The Fine Line Between Calories and Diets

Starbucks, which may hope its new calorie listings will create demand amongst the calorie conscious, should love graphs like this one from HitWise:

HitWise chart

As you might expect, the chart shows an increase in online searches for “calories” and “diets” the first week in January, when resolutions are fresh.

You might think that an April spike in “calories” searches is simply a harbinger of bikini season — but there’s no correlating spike this time with “diets.”

Does this mean that people are becoming more calorically aware — or perhaps replacing their fad diets with monetary incentives?

(Hat tip: Bill Tancer)


health is wealthier

OK Ape-ish-
I would like to see the variable weight gain added as a control. My friend likes the expression "live long and prosper" but as she get's older, she seems to be growing wider and wider on her no carb diet. So I agree, we are a "how do" leaden culture, but in the case of my friend, her liberty or control has caged her into a bigger and bigger box frame.

Appesh

Why all the doom and gloom, friends? Clearly people simply choose their diet by March, continue to take interest in it by searching for calorie content information on the foods they eat, and have lost the desired amount of weight by November. Then Thanksgiving rolls around, and then Christmas, and a bird and a hog later they are able to restart this great anthropogenic, self-flagellatory tradition....

[singing]
"America!

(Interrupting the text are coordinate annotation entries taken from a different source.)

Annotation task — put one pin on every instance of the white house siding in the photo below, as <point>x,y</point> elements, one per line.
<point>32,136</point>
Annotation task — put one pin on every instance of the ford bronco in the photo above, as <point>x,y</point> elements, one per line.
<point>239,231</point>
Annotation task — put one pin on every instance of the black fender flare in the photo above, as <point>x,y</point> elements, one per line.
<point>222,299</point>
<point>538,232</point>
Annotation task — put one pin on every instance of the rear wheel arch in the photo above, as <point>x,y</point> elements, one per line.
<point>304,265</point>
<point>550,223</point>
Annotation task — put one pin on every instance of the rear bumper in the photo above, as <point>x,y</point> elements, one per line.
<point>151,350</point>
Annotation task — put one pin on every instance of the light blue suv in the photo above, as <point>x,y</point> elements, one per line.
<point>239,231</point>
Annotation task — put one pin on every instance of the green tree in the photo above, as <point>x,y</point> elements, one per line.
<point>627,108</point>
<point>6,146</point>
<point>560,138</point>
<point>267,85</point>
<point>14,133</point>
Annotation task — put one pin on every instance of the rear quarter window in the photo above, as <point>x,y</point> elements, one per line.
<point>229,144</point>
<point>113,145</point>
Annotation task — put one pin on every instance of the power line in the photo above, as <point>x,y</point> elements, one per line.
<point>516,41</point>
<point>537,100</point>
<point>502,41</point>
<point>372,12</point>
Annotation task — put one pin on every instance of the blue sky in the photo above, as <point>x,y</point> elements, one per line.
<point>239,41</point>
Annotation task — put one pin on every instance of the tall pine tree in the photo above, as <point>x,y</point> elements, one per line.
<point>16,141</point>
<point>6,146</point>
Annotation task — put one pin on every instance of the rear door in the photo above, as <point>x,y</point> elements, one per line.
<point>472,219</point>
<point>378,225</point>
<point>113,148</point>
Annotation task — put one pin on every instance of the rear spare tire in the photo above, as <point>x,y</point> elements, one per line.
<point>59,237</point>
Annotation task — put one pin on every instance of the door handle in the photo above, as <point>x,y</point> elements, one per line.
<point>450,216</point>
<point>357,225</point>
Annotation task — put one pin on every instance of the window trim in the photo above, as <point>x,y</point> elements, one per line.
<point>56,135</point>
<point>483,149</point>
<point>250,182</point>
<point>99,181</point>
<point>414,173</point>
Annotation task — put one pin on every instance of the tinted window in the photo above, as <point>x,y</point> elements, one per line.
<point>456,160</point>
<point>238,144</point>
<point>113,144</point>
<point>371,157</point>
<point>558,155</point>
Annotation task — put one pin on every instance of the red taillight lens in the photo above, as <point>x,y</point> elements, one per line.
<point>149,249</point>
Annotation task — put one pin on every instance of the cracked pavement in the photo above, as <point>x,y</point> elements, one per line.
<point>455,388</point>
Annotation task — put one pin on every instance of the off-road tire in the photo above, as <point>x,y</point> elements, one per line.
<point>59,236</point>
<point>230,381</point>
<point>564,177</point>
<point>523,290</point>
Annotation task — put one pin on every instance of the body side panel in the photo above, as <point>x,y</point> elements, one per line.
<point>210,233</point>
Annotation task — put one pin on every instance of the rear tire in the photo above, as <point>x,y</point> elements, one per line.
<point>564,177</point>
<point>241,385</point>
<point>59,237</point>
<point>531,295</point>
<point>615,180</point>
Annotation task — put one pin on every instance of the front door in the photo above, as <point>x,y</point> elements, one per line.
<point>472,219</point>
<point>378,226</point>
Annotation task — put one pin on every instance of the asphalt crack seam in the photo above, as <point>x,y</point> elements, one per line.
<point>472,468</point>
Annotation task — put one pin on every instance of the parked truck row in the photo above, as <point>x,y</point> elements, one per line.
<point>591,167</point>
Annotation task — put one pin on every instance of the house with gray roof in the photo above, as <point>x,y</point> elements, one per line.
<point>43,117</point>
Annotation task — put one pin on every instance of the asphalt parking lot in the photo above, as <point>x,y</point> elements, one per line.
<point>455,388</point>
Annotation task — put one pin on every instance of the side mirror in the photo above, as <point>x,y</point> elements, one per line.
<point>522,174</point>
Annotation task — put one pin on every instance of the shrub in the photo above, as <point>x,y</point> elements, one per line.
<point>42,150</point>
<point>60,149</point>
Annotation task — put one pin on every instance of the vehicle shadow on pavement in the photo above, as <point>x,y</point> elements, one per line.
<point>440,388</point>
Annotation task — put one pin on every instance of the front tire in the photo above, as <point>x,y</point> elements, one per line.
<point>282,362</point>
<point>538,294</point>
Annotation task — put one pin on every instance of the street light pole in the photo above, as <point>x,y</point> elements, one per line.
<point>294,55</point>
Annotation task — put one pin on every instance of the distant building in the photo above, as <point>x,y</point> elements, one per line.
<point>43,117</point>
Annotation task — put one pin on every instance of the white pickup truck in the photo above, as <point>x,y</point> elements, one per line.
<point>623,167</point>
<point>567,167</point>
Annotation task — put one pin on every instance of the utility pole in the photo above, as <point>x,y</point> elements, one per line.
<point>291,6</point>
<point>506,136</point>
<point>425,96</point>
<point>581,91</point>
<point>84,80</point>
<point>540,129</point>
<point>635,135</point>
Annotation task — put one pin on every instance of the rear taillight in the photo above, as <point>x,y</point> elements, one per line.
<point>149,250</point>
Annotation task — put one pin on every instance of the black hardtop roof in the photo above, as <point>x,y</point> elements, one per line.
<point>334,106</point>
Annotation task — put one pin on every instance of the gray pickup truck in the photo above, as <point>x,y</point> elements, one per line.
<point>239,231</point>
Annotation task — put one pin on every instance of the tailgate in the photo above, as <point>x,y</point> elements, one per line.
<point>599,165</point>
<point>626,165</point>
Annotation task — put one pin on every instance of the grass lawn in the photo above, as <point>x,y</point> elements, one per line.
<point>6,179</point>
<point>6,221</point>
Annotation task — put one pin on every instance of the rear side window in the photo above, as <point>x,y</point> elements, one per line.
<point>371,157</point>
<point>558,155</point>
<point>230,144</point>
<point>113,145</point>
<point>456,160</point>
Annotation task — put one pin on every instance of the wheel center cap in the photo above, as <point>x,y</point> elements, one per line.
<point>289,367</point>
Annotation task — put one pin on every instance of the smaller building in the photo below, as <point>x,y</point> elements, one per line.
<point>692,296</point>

America! God mend thine ev'ry flaw;
Confirm thy soul in self control, thy liberty in law!

Smitty

I love the severe drop off of both searches in the November to December time frame. It certainly matches the behavior I see from my wife beginning at Thanksgiving and ending at Christmas.

Mike

I wonder. It's not the spike that seems unique, but the gap in April-Sept 07 that closes again. It's the only time that there's a real separation between "calories" and "diets."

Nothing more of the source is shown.